Before Guru Nanak departed for his heavenly abode in 1539, his name had travelled not only throughout India, but also far beyond into Arabia, Mesopotamia (Iraq),
Sri Lanka, Afghanistan, Turkey, Burma and Tibet. As Guru's Birth Anniversary (also called "Guru Nanak
Jayanti") is lunar linked, it celebrated on the full moon in November. This year it was celebrated on November
Foundation of Sikhism and travels
Rai Bular Bhatti, the local landlord and Guru Nanak's sister Bibi Nanaki were
the first people who recognized divine qualities in Guru Nanak. They encouraged and supported Guru Nanak to study and travel.
Although the exact account of his itinerary is disputed, he is widely
acknowledged to have made four major journeys, spanning thousands of
kilometres, the first tour being east towards Bengal and Assam, the second south towards
Tamil Nadu, the third north towards Kashmir, Ladakh, and Tibet, and the final
tour west towards Baghdad, Mecca and Medina on the Arabian Peninsula.
Guru Nanak's teaching
Guru Nanak founded and formalized the three pillars of Sikhism:
1. Naam Japna Guru ji led the Sikhs directly to practice Simran and Naam Japna –
meditation on God through reciting, chanting, singing and constant remembrance
followed by deep study and comprehension of God’s Name and virtues. In real life
to practice and tread on the path of Dharam (righteousness) - The inner thought
of the Sikh thus stays constantly immersed in praises and appreciation of the Creator and the ONE ETERNAL GOD Waheguru.
2. Kirat Karni He expected the Sikhs to live as honourable householders and
practice Kirat Karni – To honestly earn by ones physical and mental effort while
accepting both pains and pleasures as GOD's gifts and blessings. One is to stay
truthful at all times and, fear none but the Eternal Super Soul. Live a life
founded on decency immersed in Dharam - life controlled by high spiritual, moral and social values.
3. Vand Chakna. The Sikhs were asked to share their wealth within the community
by practising Vand Chakna – “Share and Consume together”. The community or Sadh
Sangat is an important part of Sikhism. One must be part of a community that is
living the flawless objective values set out by the Sikh Gurus and every Sikh
has to contribute in whatever way possible to the common community pool. This
spirit of Sharing and Giving is an important message from Guru Nanak.

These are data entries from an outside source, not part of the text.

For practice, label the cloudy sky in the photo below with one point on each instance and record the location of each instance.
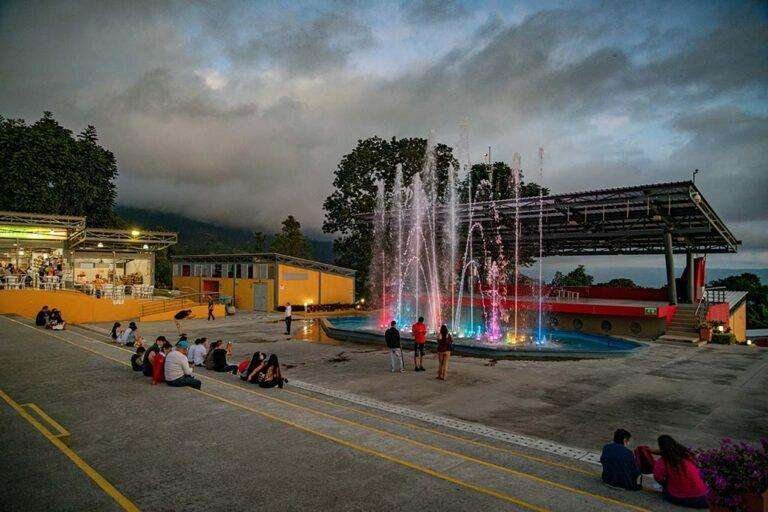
(239, 111)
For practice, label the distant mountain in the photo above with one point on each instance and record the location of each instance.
(200, 237)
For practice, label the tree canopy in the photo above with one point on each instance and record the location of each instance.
(291, 241)
(576, 277)
(45, 169)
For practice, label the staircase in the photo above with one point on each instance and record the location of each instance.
(683, 326)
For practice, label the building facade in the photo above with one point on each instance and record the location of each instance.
(264, 281)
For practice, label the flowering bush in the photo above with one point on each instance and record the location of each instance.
(733, 470)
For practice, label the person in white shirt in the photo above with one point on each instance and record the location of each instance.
(197, 352)
(177, 371)
(288, 318)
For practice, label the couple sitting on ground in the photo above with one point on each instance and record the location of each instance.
(50, 319)
(675, 470)
(163, 362)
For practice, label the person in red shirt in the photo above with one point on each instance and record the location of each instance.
(419, 331)
(678, 475)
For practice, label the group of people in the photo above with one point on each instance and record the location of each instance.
(419, 332)
(50, 319)
(174, 364)
(675, 469)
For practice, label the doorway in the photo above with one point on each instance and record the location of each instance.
(260, 296)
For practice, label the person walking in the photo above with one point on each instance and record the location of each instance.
(419, 330)
(392, 339)
(444, 347)
(288, 318)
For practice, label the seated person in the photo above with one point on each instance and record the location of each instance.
(197, 352)
(152, 351)
(267, 373)
(41, 320)
(218, 359)
(55, 321)
(158, 366)
(137, 359)
(678, 475)
(129, 336)
(619, 466)
(177, 371)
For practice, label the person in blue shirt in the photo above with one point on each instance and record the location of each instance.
(619, 465)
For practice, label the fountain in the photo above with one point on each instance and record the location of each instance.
(418, 269)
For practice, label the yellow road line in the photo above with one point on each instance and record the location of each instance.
(94, 475)
(438, 449)
(410, 425)
(437, 474)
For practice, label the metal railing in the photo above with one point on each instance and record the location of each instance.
(176, 303)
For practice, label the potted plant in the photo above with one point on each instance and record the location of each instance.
(705, 331)
(737, 476)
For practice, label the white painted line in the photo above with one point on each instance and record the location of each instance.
(465, 426)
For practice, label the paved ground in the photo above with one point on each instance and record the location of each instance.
(234, 446)
(698, 395)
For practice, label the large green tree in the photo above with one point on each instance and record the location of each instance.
(355, 182)
(757, 296)
(291, 241)
(44, 168)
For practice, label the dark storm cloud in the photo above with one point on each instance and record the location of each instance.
(307, 47)
(429, 12)
(239, 112)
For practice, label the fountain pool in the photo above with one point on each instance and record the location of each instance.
(559, 344)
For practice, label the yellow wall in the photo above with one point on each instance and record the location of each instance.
(244, 289)
(297, 292)
(75, 307)
(335, 288)
(738, 322)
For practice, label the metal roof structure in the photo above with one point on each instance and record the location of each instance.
(124, 240)
(263, 257)
(37, 230)
(625, 220)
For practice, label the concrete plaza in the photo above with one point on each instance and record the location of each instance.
(232, 445)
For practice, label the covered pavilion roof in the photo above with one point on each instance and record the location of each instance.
(624, 220)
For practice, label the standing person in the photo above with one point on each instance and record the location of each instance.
(177, 371)
(678, 475)
(181, 315)
(619, 464)
(419, 330)
(288, 318)
(392, 339)
(444, 347)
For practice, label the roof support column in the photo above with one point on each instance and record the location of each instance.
(670, 261)
(691, 298)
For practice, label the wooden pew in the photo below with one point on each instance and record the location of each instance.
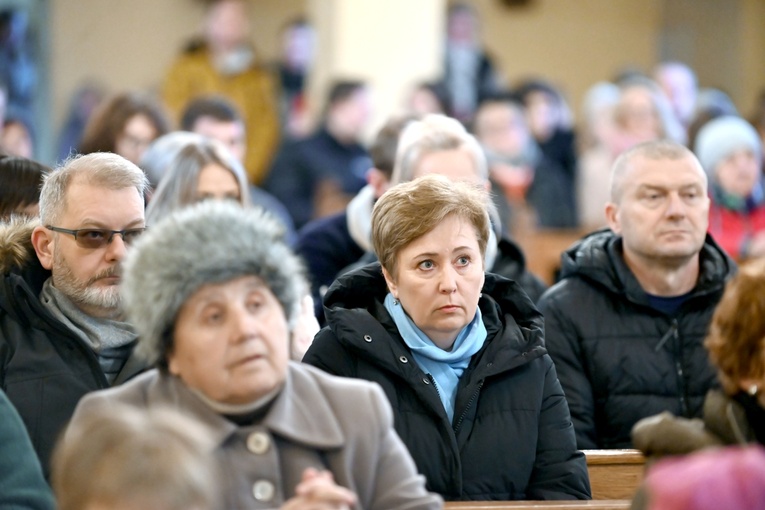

Guru Nanak's teachings can be found in the Sikh scripture Guru Granth, a vast
collection of revelatory verses recorded in Gurmukhi.
Guru Nanak's contributions to humanity
Guru Nanak was revered by both Hindus and Muslims and even today many, outside of the Sikh faith, revere him.
Equality of humans: Guru Nanak preached against discrimination and prejudices due to
race, caste, status, etc. He said: "See the brotherhood of all mankind as the
highest order of Yogis; conquer your own mind, and conquer the world."
(SGGS page 6); also "There is one awareness among all created beings." (page 24) and
finally "One who recognizes the One Lord among all beings does not talk of ego.
||4||" (page 432). He urges all the peoples of the world to "conquer" their
minds to these evil practises. All human beings had the light of the Lord and
were the same -- only by subduing one's pride and ego could one see this light in all.
Equality of women: Guru Nanak sought to improve the respect of women by spreading this message: "From
woman, man is born; within woman, man is conceived; to woman he is engaged and
married. Woman becomes his friend; through woman, the future generations come.
When his woman dies, he seeks another woman; to woman he is bound. So why call
her bad? From her, kings are born. From woman, woman is born; without woman,
there would be no one at all. O Nanak, only the True Lord is without a woman."
(page 473). In so doing, he promoted women's rights and equality — a first for the 15th century!
Universal message for all : Guru Nanak spoke to all of humanity: To the Muslim he said: "And when, O Nanak, he is
merciful to all beings, only then shall he be called a Muslim. ||1||" (page 141); to the Hindu, he said "O Nanak, without the True
Name, of what use is the frontal mark of the Hindus, or their sacred thread?
||1||" (page 467); and to all he preached: "To take what rightfully belongs to
another is like a Muslim eating pork, or a Hindu eating beef."(page141).